Why Pool Heaters Fail

The question came up as to why pool heaters fail. This is not a simple question to answer as there are several causes for this and it can be just one or a combination of things which will damage a pool heater. Older pool heater were more forgiving but the new low NOX, high efficiency heaters are much more prone to failure under less than ideal conditions.

Improper water balance. If the water is maintained in the negative range  of the saturation index, this will cause the copper in the tube assembly to be dissolved. This can be identified by blue copper stains on the plaster.

Common causes are the use of chlorine or bromine tablets which lower Total Alkalinity and pH. This will quickly dissolve the copper especially if the Calcium Hardness is low. Spas can also lose alkalinity when the jets are running or just from fill water with low Total Alkalinity and Calcium Hardness. For spas with low alkalinity problems it is important to check alkalinity weekly and add sodium bicarbonate to keep it in the 80-120 range for liquid chlorine or calcium hypochlorite. If using tri-chlor or bromine tablets it would is recommended to keep it in the 140-160 range.

When using chemical automation, a trick to slowing down the degradation of alkalinity in pools and spas that have a tendency to have low alkalinity is to program the acid feed for small amounts of acid at a time. Usually around 8-10 seconds on with a 45 second to 1.5 minute off time as well as a set point of 7.6.

Salt water pools can also be hard on pool heaters if the hardness levels and alkalinity are low. I have personally found that when using salt it is advantageous to maintain a hardness of at least 300 ppm.

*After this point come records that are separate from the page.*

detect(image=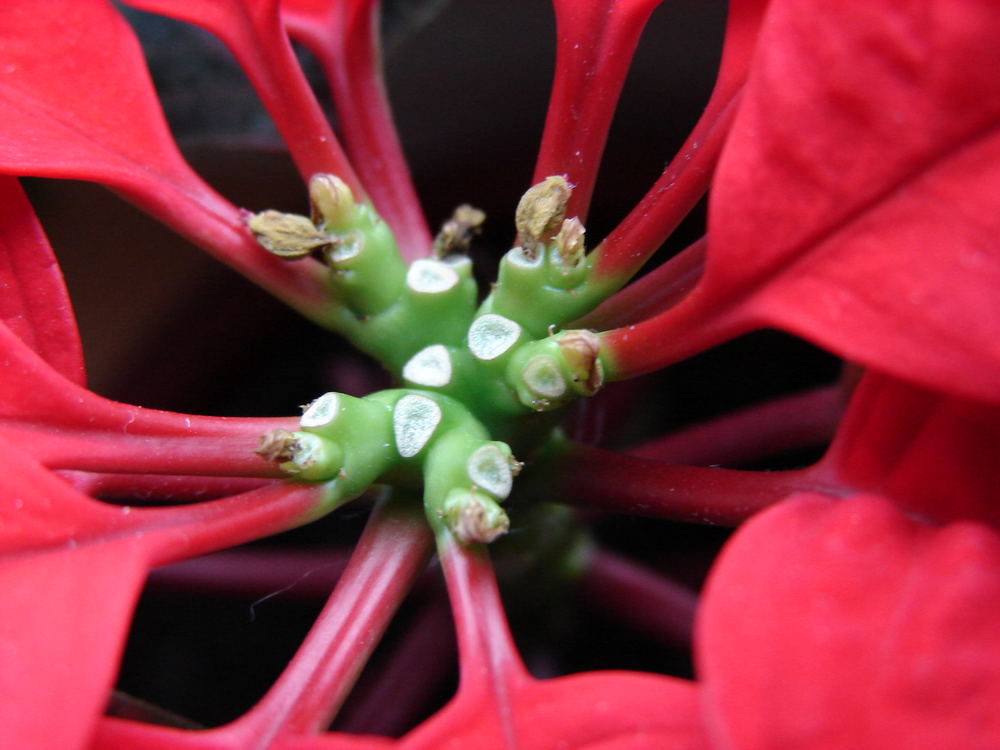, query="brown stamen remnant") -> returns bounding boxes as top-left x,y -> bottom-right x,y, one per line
254,429 -> 298,463
445,492 -> 510,544
559,330 -> 604,396
514,175 -> 573,258
434,203 -> 486,258
247,211 -> 334,260
555,216 -> 587,268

Sometimes the opposite can happen which will scale the inside of the tubes when in a hard water situation from fill water or using calcium hypo chlorite. The calcium buildup inside the exchanger will lower the heat transfer rate and potentially reduce water flow through the heater causing damage to the heater.

2. Improper water flow through the heater. This is caused by having too much or too little flow through the heater.

Heaters in the 125-405k BTU’s which are common i back yards, hotels and apartment buildings have a built in flow regulator at the inlet header which can get stuck in the full open or closed position or the disk and spring regulating water flow can be damaged.

Too much water flowing through the exchanger can erode the copper causing the tube assembly to leak. This condition will also drop efficiency. Too little flow can cause the copper tubes to become weak and brittle, eventually causing them to leak.

If you are using a high output pump it is important to have a manual bi pass to ensure proper flow through the heater. A heat rise test will ensure proper flow through the heater to achieve maximum efficiency and longevity.

Heaters 500k BTU’s and up are typically installed with a manual bi pass.   

3. Improper air flow through the heater. This is caused by improper venting and can apply indoors or outdoors.

Many heaters now are fan assisted. Some even have air filters which can become dirty and clogged which will prevent proper burning of fuel. It is not uncommon to see heaters installed indoors to not have enough air flow into the room ad/or improper exhaust venting to support proper combustion which causes the heat exchanger to soot, causing flame roll out which damages components, greatly reduces efficiency, weakens tubes and are a potential fire hazard.

I have seen many pump rooms built with insufficient air available to the room.

4. Improper gas pressure to heater. This can be caused by an improperly sized gas meter, gas line that is too small or both.

The most common problem is insufficient gas flow. This will cause the heater to condensate. The condensate is corrosive which will damage the heater.

Gas pressure that is too high can cause fires and explosions.

5. Bad heater design. There have been particular heaters that are prone to failure just like any other appliance. If none of the problems listed above apply to your situation, you may have a lemon. A properly installed and maintained modern pool heater should give you 7-10 years of service.

‘This is not meant to be an all inclusive cause and effect but does state the most common issues leading to pool heater failure.